A while back I created a dado jig, which allows me to cut a dado using my router. Steve (and others) suggested that, since I don’t have a planer or a hand plane to do the job that I should use my router to shave off a uniform layer, and thus leave a flat surface. Of course, I would need to do some sanding afterwards, but it seemed like a good idea, and definitely worth a try.
Because I get a thrill, every time I put to use, something which I have created, I used the legs for the router table, and clamped everything to them. I recently learned that it is best to insert the router bit all the way into the router and then lift it a small amount, before tightening it all the way down. My bit got stuck and Del at ACME tools in Cedar Rapids got my bit unstuck and fixed the collet. He didn’t even charge me. Del Rocks! Each time I go to ACME, he teaches me something new.
So I carefully put my 3/8th inch up spiral Freud bit into my router and began routing. Each pass was flat and true initially. The jig allows me to make one pass to the right, then rotate the router, and make a pass back, thus removing 3/4th of an inch in total. The cuts on the backward pass seemed to be slightly deeper than they had been. I thought the bit might have slipped, but that was illogical. If it slipped, then both the cuts would be lower, not just the back pass. I looked at my setup more closely, like some sort of film noir detective.
Upon closer examination, I realized the problem. The first pass was just in slightly from the edge of the boards, leaving a small swath that was the same thickness as the uncut portion. So with each pass the cut section grew and when the jig was no longer resting on the small raised section, the back pass guide was slipping down slightly. The minutia of the problem is not terribly interesting, but I felt good about catching it and solving the problem with a shim.
It took a long time, but I successfully cut away a layer of unevenness and left in its wake a flat surface. So could I sand it, in such a way, as to maintain the flatness? I have a 3 inch belt sander, some 50, 80 and 120 grit belts. I reasoned that with even pressure and uniformly timed passes, the sander should remove wood at a constant rate. I was completely focused. I made sure I had a nice wide stance and applied very little downward force on the sander, letting it run across the wood. I tried to avoid much overlap, as that might cause a problem. A couple of passes with the belt sander and I went to a finer grain. I checked the flatness after the 80 grit and it was very close. So I put on the 120 grit and made one pass and then rechecked the flatness. I was especially careful, as I felt that I was on the verge of success and I didn’t mind moving slowly, if it yielded the results I wanted.

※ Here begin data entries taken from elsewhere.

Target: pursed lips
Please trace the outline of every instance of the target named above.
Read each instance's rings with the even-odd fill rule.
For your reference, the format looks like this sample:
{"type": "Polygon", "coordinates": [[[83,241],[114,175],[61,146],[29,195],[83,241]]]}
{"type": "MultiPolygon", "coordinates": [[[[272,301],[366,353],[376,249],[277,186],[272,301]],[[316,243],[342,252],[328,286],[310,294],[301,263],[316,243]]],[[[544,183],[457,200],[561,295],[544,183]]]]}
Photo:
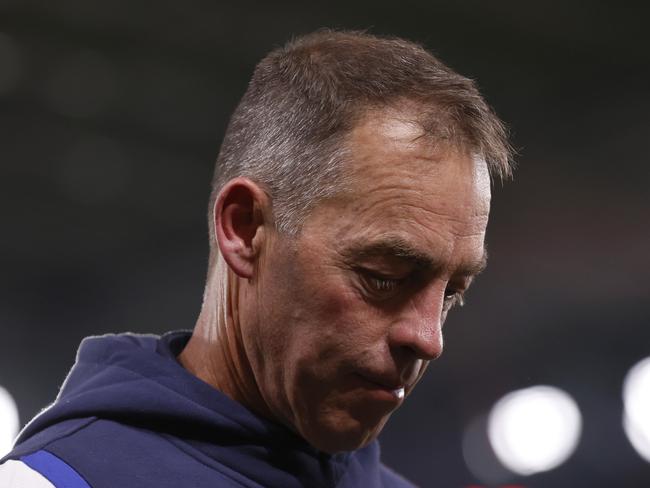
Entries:
{"type": "Polygon", "coordinates": [[[404,396],[404,391],[408,387],[408,382],[402,381],[398,375],[390,374],[377,374],[369,371],[362,371],[358,373],[366,382],[375,385],[382,390],[396,392],[400,398],[404,396]]]}
{"type": "Polygon", "coordinates": [[[388,390],[397,390],[399,388],[408,390],[416,382],[420,369],[421,364],[418,360],[415,364],[405,368],[401,374],[391,371],[380,372],[370,368],[361,369],[358,374],[371,383],[375,383],[388,390]]]}

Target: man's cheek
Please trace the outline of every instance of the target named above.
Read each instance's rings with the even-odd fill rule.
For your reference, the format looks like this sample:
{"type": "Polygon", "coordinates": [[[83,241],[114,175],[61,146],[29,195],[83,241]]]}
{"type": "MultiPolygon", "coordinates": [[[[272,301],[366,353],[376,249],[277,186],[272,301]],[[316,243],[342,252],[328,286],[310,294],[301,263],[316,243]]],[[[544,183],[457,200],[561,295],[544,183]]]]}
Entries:
{"type": "Polygon", "coordinates": [[[363,302],[350,285],[341,278],[317,280],[311,294],[315,317],[340,326],[348,314],[354,314],[363,302]]]}

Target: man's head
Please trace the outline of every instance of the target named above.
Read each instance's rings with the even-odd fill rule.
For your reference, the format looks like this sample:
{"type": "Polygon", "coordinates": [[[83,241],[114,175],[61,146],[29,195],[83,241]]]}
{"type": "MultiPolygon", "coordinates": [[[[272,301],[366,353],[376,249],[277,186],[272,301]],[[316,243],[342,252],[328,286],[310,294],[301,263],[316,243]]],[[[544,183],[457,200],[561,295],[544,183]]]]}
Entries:
{"type": "Polygon", "coordinates": [[[493,177],[510,176],[504,127],[471,80],[403,39],[319,31],[257,65],[217,159],[210,229],[223,185],[246,176],[272,196],[278,230],[295,234],[345,185],[345,138],[357,121],[403,102],[425,137],[482,155],[493,177]]]}
{"type": "Polygon", "coordinates": [[[321,450],[367,444],[485,265],[508,156],[473,83],[419,46],[321,32],[273,51],[217,162],[192,369],[321,450]]]}

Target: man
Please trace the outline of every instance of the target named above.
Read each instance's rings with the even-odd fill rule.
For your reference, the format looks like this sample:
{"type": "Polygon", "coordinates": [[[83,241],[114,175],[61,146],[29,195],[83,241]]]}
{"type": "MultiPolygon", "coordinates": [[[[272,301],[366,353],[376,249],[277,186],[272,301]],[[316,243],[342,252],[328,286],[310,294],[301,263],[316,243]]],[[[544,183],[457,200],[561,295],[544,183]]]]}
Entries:
{"type": "Polygon", "coordinates": [[[400,39],[322,31],[257,66],[210,199],[193,333],[83,341],[11,487],[405,487],[376,437],[486,262],[508,144],[400,39]]]}

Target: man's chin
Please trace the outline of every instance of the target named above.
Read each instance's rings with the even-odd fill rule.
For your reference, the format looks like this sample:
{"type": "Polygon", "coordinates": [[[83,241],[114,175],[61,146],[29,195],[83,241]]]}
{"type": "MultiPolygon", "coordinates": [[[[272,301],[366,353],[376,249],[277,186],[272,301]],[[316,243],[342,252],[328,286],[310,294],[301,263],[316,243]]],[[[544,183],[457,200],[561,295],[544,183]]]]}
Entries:
{"type": "Polygon", "coordinates": [[[319,451],[336,454],[355,451],[374,441],[383,429],[390,414],[378,421],[361,422],[352,417],[326,419],[301,429],[305,440],[319,451]]]}

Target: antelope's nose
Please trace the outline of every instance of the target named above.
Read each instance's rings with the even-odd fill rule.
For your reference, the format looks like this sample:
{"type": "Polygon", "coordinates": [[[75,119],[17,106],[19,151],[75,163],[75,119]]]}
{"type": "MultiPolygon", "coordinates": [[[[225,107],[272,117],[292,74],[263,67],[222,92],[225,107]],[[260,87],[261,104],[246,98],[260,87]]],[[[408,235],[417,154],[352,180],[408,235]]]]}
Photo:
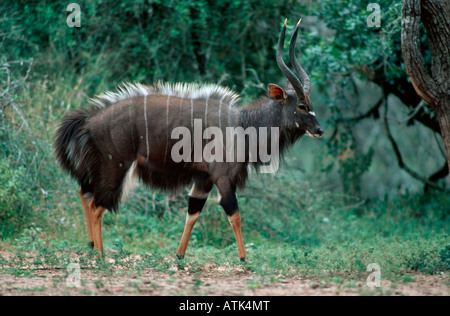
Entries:
{"type": "Polygon", "coordinates": [[[317,129],[317,131],[316,131],[316,134],[319,135],[319,137],[322,136],[323,133],[324,133],[324,131],[323,131],[323,128],[322,128],[322,127],[319,127],[319,128],[317,129]]]}

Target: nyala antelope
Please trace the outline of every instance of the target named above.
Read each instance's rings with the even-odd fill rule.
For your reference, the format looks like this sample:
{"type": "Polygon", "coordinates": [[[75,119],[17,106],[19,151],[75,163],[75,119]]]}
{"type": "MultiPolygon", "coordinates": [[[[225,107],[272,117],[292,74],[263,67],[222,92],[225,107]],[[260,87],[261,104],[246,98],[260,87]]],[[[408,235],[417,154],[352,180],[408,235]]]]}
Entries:
{"type": "MultiPolygon", "coordinates": [[[[215,185],[233,229],[239,257],[245,260],[236,189],[244,187],[249,165],[258,170],[263,163],[250,163],[248,155],[240,162],[174,162],[171,151],[176,140],[171,138],[171,132],[183,126],[192,133],[196,119],[202,120],[203,130],[211,126],[224,130],[238,126],[276,127],[280,155],[305,134],[320,137],[323,130],[310,101],[310,79],[294,54],[300,22],[289,47],[290,62],[297,75],[282,58],[286,23],[287,20],[276,60],[288,83],[285,89],[270,84],[267,97],[238,106],[239,96],[218,85],[124,84],[116,92],[92,99],[90,108],[76,110],[63,119],[56,132],[55,153],[62,168],[81,187],[79,195],[94,249],[103,254],[103,214],[106,210],[116,211],[134,183],[141,181],[165,192],[193,185],[177,251],[177,256],[184,258],[192,228],[215,185]]],[[[271,133],[265,137],[270,144],[271,133]]],[[[205,146],[206,140],[203,141],[205,146]]],[[[247,140],[245,148],[250,145],[247,140]]]]}

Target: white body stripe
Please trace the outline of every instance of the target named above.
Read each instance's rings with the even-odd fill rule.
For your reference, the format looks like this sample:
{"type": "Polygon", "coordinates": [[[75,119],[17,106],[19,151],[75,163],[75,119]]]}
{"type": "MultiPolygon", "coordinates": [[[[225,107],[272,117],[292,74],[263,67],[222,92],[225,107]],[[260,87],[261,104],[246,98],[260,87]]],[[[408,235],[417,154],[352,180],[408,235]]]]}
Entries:
{"type": "Polygon", "coordinates": [[[208,100],[209,97],[206,98],[206,105],[205,105],[205,126],[208,127],[208,100]]]}
{"type": "Polygon", "coordinates": [[[127,174],[125,175],[125,178],[123,179],[122,184],[122,195],[120,197],[121,201],[124,201],[128,195],[130,194],[130,191],[136,186],[139,177],[136,172],[137,167],[137,161],[134,161],[131,165],[130,169],[128,169],[127,174]]]}
{"type": "Polygon", "coordinates": [[[167,96],[167,105],[166,105],[167,137],[166,137],[166,152],[164,153],[164,164],[167,161],[167,151],[169,150],[169,107],[170,107],[170,95],[167,96]]]}
{"type": "Polygon", "coordinates": [[[195,184],[192,186],[191,191],[189,191],[188,196],[196,198],[196,199],[207,199],[209,193],[199,190],[195,184]]]}
{"type": "Polygon", "coordinates": [[[147,160],[148,160],[150,156],[150,146],[148,141],[147,96],[144,96],[144,121],[145,121],[145,144],[147,146],[147,160]]]}
{"type": "Polygon", "coordinates": [[[191,99],[191,129],[194,129],[194,99],[191,99]]]}

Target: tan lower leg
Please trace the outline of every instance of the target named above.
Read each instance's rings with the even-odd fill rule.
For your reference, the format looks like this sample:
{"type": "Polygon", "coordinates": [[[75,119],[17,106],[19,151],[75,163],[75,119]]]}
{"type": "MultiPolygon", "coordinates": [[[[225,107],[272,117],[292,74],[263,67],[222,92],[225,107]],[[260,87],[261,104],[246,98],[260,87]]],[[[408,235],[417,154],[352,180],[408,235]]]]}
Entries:
{"type": "Polygon", "coordinates": [[[91,215],[92,237],[94,241],[94,249],[103,254],[103,239],[102,239],[102,219],[106,209],[104,207],[96,207],[94,200],[89,204],[89,211],[91,215]]]}
{"type": "Polygon", "coordinates": [[[241,231],[241,213],[238,211],[231,216],[228,216],[231,227],[233,228],[234,236],[236,237],[236,243],[239,251],[239,258],[241,261],[245,261],[247,256],[245,253],[244,239],[242,238],[241,231]]]}
{"type": "Polygon", "coordinates": [[[188,213],[186,216],[186,225],[184,226],[183,237],[181,237],[180,246],[178,247],[177,251],[177,257],[180,259],[184,258],[184,255],[186,254],[186,249],[189,242],[189,238],[191,237],[192,228],[194,228],[194,225],[199,217],[200,212],[192,215],[188,213]]]}
{"type": "Polygon", "coordinates": [[[84,221],[86,223],[86,230],[89,236],[89,241],[93,242],[94,238],[92,236],[92,224],[91,224],[91,214],[89,211],[89,202],[92,200],[92,196],[88,196],[89,193],[84,193],[81,189],[79,191],[80,193],[80,199],[81,199],[81,205],[83,206],[83,214],[84,214],[84,221]]]}

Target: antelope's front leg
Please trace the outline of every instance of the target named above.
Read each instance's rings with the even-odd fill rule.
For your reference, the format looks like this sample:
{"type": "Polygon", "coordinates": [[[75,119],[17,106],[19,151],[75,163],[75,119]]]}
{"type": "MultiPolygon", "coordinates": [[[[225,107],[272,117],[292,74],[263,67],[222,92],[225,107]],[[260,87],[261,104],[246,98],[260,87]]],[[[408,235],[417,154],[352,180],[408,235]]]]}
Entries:
{"type": "Polygon", "coordinates": [[[192,229],[200,217],[203,206],[208,200],[209,192],[213,184],[211,181],[197,181],[189,192],[188,213],[186,215],[186,225],[184,226],[183,237],[181,237],[180,246],[177,250],[177,257],[183,259],[186,254],[189,238],[191,237],[192,229]]]}
{"type": "Polygon", "coordinates": [[[186,254],[187,245],[189,242],[189,238],[191,237],[192,229],[194,228],[195,223],[200,217],[200,213],[202,212],[203,206],[206,203],[207,198],[198,199],[195,197],[189,197],[189,206],[188,213],[186,215],[186,224],[184,226],[183,236],[181,237],[180,245],[177,250],[178,259],[183,259],[186,254]]]}

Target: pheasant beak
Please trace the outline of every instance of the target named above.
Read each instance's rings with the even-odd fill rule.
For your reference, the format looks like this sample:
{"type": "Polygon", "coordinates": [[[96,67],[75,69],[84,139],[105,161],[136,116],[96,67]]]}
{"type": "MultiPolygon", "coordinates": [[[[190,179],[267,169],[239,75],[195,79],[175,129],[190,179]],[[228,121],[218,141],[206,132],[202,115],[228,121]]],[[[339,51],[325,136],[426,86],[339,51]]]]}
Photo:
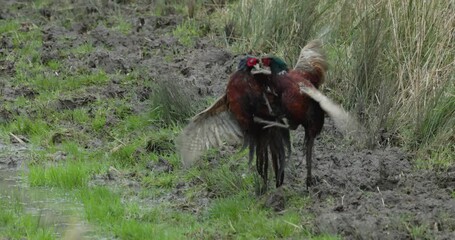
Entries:
{"type": "Polygon", "coordinates": [[[254,65],[254,68],[251,70],[251,73],[253,75],[255,75],[255,74],[265,74],[265,75],[272,74],[272,72],[270,70],[263,68],[262,64],[260,64],[260,63],[257,63],[256,65],[254,65]]]}

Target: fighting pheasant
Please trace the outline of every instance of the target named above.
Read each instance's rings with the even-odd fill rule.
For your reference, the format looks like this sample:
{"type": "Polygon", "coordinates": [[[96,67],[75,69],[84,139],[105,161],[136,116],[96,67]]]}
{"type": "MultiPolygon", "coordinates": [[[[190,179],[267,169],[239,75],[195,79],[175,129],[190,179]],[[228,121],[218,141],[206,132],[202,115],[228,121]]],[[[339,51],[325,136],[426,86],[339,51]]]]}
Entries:
{"type": "Polygon", "coordinates": [[[289,70],[287,64],[278,57],[262,58],[262,63],[270,67],[271,85],[278,94],[281,109],[290,129],[295,130],[299,125],[305,129],[306,184],[311,186],[314,183],[311,174],[313,145],[324,125],[324,111],[318,102],[301,92],[300,86],[317,89],[324,82],[328,64],[321,43],[319,41],[308,43],[300,52],[292,70],[289,70]]]}
{"type": "Polygon", "coordinates": [[[249,148],[249,163],[256,154],[256,168],[267,188],[269,156],[275,171],[276,186],[284,179],[286,154],[290,152],[288,129],[270,127],[254,121],[255,117],[277,121],[274,111],[279,104],[270,92],[270,77],[258,68],[254,57],[243,58],[237,71],[230,76],[226,92],[212,106],[197,114],[177,139],[184,167],[190,167],[209,148],[224,142],[243,142],[249,148]]]}

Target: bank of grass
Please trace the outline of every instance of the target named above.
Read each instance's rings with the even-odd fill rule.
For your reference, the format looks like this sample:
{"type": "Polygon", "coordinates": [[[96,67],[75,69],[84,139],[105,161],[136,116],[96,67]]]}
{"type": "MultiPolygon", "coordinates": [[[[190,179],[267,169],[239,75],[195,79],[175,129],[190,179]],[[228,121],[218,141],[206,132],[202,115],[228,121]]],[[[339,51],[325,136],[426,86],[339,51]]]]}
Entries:
{"type": "Polygon", "coordinates": [[[229,5],[229,46],[274,53],[292,66],[320,38],[330,62],[324,92],[354,112],[368,145],[416,152],[419,167],[454,164],[455,10],[444,1],[259,1],[229,5]]]}

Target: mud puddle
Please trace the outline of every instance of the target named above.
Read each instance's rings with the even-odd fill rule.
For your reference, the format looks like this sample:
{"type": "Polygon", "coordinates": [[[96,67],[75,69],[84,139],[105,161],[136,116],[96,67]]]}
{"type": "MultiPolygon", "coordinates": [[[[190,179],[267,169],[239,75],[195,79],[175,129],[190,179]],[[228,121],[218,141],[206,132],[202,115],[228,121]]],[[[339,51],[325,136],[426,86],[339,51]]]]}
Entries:
{"type": "Polygon", "coordinates": [[[90,226],[81,221],[83,206],[71,197],[48,188],[30,188],[23,183],[18,171],[0,171],[0,199],[20,204],[24,213],[39,217],[38,225],[52,227],[57,237],[77,232],[84,239],[99,239],[90,226]]]}
{"type": "Polygon", "coordinates": [[[27,185],[21,167],[26,158],[24,146],[0,143],[0,151],[0,203],[6,203],[6,206],[1,206],[3,211],[12,210],[8,208],[17,210],[18,207],[22,213],[38,217],[38,226],[52,227],[58,238],[100,239],[94,229],[81,220],[84,208],[75,203],[70,194],[27,185]]]}

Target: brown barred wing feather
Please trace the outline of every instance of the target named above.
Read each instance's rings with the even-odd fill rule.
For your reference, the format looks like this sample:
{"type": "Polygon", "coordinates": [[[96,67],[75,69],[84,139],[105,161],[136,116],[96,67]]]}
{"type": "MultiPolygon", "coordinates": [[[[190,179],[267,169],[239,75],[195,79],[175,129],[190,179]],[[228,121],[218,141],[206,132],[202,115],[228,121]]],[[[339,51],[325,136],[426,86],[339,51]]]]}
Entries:
{"type": "Polygon", "coordinates": [[[238,144],[242,130],[229,111],[226,95],[212,106],[198,113],[177,138],[177,149],[185,168],[191,167],[205,151],[224,143],[238,144]]]}

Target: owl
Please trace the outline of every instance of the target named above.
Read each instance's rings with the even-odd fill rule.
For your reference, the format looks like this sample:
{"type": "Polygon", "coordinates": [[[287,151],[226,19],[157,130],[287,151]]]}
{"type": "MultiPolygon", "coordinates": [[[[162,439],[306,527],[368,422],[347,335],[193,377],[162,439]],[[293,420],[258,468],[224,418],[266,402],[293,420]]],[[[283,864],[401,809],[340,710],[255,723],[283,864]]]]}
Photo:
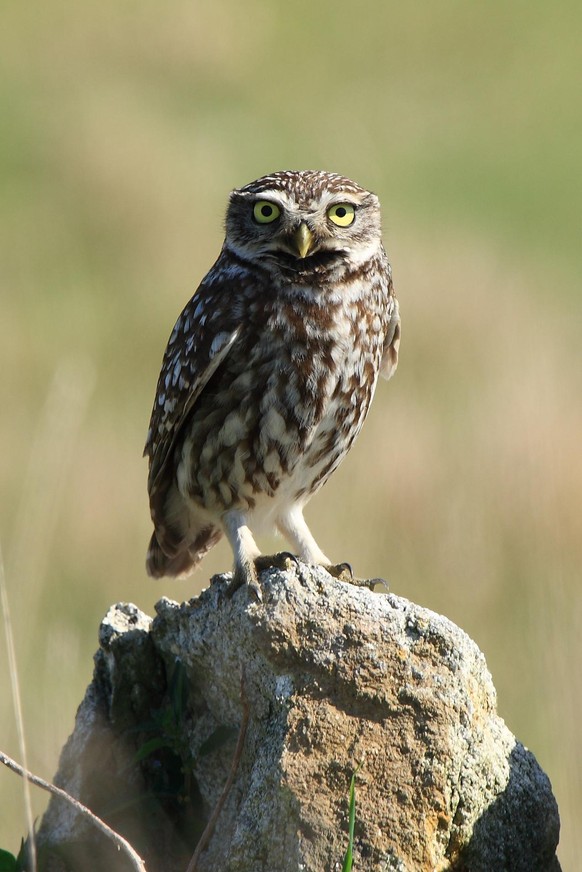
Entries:
{"type": "Polygon", "coordinates": [[[231,588],[256,589],[255,535],[274,528],[300,559],[330,566],[303,510],[353,445],[399,342],[375,194],[322,171],[234,190],[222,251],[158,380],[148,574],[189,574],[224,535],[231,588]]]}

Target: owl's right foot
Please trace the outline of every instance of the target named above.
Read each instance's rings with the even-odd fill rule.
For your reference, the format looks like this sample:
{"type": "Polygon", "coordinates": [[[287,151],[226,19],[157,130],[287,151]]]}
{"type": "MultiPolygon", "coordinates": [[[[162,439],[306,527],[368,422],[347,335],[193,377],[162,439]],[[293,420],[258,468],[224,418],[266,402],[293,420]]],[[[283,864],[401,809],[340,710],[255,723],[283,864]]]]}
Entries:
{"type": "Polygon", "coordinates": [[[249,594],[258,602],[262,602],[263,594],[259,584],[259,578],[253,564],[235,566],[232,581],[226,589],[226,595],[230,599],[241,587],[248,587],[249,594]]]}
{"type": "Polygon", "coordinates": [[[227,588],[227,596],[231,597],[243,585],[248,585],[249,590],[257,600],[262,600],[258,573],[264,572],[266,569],[291,569],[298,565],[297,557],[291,554],[290,551],[279,551],[277,554],[259,554],[252,563],[245,562],[235,567],[234,576],[227,588]]]}
{"type": "Polygon", "coordinates": [[[222,526],[234,554],[234,577],[228,586],[227,596],[231,597],[239,587],[246,584],[251,595],[260,602],[263,596],[255,560],[261,552],[247,526],[244,513],[230,509],[222,516],[222,526]]]}

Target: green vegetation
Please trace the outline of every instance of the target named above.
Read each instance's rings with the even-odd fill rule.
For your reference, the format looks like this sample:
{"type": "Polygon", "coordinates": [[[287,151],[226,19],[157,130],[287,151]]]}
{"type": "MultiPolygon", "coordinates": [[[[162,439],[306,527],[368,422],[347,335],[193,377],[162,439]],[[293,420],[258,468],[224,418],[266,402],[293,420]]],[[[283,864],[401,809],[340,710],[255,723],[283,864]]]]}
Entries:
{"type": "MultiPolygon", "coordinates": [[[[227,192],[323,167],[381,198],[403,343],[314,533],[476,639],[576,867],[581,25],[570,0],[6,6],[0,539],[31,769],[56,770],[110,603],[151,614],[230,564],[221,544],[189,581],[145,577],[161,355],[227,192]]],[[[4,692],[0,746],[18,756],[13,722],[4,692]]],[[[17,795],[0,773],[13,853],[17,795]]]]}
{"type": "Polygon", "coordinates": [[[18,857],[0,849],[0,872],[22,872],[24,866],[24,843],[21,842],[18,857]]]}
{"type": "MultiPolygon", "coordinates": [[[[358,766],[358,769],[360,767],[358,766]]],[[[356,773],[357,769],[352,775],[352,780],[350,781],[350,817],[349,817],[349,829],[348,829],[348,847],[346,849],[346,855],[344,857],[344,862],[342,866],[342,872],[352,872],[352,866],[354,863],[354,829],[356,827],[356,773]]]]}
{"type": "Polygon", "coordinates": [[[163,705],[152,712],[150,721],[135,728],[144,740],[131,765],[142,764],[151,797],[171,810],[184,832],[190,827],[192,833],[201,832],[203,826],[200,797],[192,777],[187,705],[188,679],[181,661],[176,660],[163,705]]]}

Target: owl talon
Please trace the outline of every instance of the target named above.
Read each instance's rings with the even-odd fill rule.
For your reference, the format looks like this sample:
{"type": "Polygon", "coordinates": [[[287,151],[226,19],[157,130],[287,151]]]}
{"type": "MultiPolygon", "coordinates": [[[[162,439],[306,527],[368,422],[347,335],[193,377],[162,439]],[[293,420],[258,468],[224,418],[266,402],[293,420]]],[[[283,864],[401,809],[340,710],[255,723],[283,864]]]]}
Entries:
{"type": "Polygon", "coordinates": [[[325,566],[324,569],[338,581],[345,581],[356,587],[367,587],[369,590],[374,590],[374,586],[381,581],[379,578],[356,578],[349,563],[336,563],[333,566],[325,566]]]}
{"type": "Polygon", "coordinates": [[[258,603],[263,602],[263,591],[258,581],[251,581],[248,585],[249,597],[258,603]]]}
{"type": "Polygon", "coordinates": [[[290,569],[290,563],[299,565],[299,561],[290,551],[279,551],[277,554],[261,554],[255,557],[255,569],[264,572],[265,569],[290,569]]]}
{"type": "Polygon", "coordinates": [[[357,581],[354,580],[354,571],[350,563],[335,563],[331,566],[324,566],[324,569],[331,576],[337,578],[338,581],[349,581],[352,584],[357,584],[357,581]]]}
{"type": "Polygon", "coordinates": [[[390,585],[385,578],[370,578],[368,579],[367,584],[370,590],[373,590],[376,593],[390,593],[390,585]],[[383,588],[383,590],[376,590],[376,588],[383,588]]]}
{"type": "Polygon", "coordinates": [[[257,602],[263,601],[263,594],[259,585],[259,579],[254,572],[254,568],[253,570],[249,570],[248,572],[242,572],[238,569],[235,569],[232,581],[226,588],[226,596],[228,597],[228,599],[232,599],[237,590],[239,590],[241,587],[247,587],[249,596],[257,600],[257,602]]]}

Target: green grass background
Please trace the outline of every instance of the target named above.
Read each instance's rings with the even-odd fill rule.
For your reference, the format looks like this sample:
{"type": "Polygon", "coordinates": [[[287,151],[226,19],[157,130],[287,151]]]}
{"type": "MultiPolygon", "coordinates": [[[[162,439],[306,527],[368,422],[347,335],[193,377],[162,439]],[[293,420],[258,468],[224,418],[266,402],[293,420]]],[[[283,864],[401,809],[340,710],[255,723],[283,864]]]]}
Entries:
{"type": "MultiPolygon", "coordinates": [[[[0,539],[31,768],[56,769],[109,604],[152,613],[230,565],[221,544],[189,581],[145,576],[161,355],[228,191],[326,168],[381,198],[403,342],[308,519],[478,642],[577,868],[582,6],[33,0],[2,19],[0,539]]],[[[0,681],[18,755],[4,650],[0,681]]],[[[23,831],[0,772],[0,846],[23,831]]]]}

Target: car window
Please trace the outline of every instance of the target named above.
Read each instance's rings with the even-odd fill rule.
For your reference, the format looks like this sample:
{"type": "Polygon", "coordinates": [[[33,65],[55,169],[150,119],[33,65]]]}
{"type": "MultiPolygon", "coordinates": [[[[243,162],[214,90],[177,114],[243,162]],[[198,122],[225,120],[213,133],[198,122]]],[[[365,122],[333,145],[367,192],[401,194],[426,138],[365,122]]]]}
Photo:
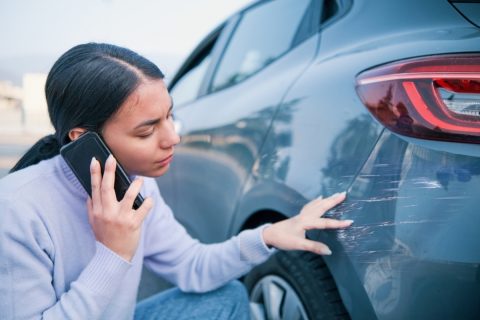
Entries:
{"type": "Polygon", "coordinates": [[[211,91],[236,84],[292,48],[310,0],[277,0],[246,11],[212,81],[211,91]]]}
{"type": "Polygon", "coordinates": [[[197,98],[203,77],[210,64],[213,44],[214,42],[199,53],[189,69],[170,90],[175,105],[181,105],[197,98]]]}

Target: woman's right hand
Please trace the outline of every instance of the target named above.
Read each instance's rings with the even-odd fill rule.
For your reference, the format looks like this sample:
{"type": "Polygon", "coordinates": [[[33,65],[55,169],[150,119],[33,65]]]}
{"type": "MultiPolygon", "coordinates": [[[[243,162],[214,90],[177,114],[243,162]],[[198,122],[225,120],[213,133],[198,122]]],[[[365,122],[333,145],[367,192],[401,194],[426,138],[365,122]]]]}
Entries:
{"type": "Polygon", "coordinates": [[[92,197],[87,200],[88,219],[97,241],[131,261],[138,247],[143,220],[150,212],[153,200],[146,198],[140,208],[132,209],[143,183],[142,179],[135,179],[123,199],[118,201],[114,190],[116,165],[115,158],[110,155],[102,178],[100,164],[92,159],[92,197]]]}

When it was done, and I ran my hand across the flat smooth surface, I was ready to celebrate. But I decided I wanted to check one more time, with a different straight edge, just to verify. Sure enough it is flat! Now it is true, that I spent 3 hours doing what anyone with a planer would have done in 10 seconds, but that is ok. It was fun.
This is the flattened portion at the bottom of the photo and the unflattened section at the top.
I have a lot left to do. I need to flatten the other two sections. Then, I think I would like to flatten the bottom too, just so it looks nice, when I lift up the top. That is all for today. Now I think I need a larger bit, to make the task somewhat easier.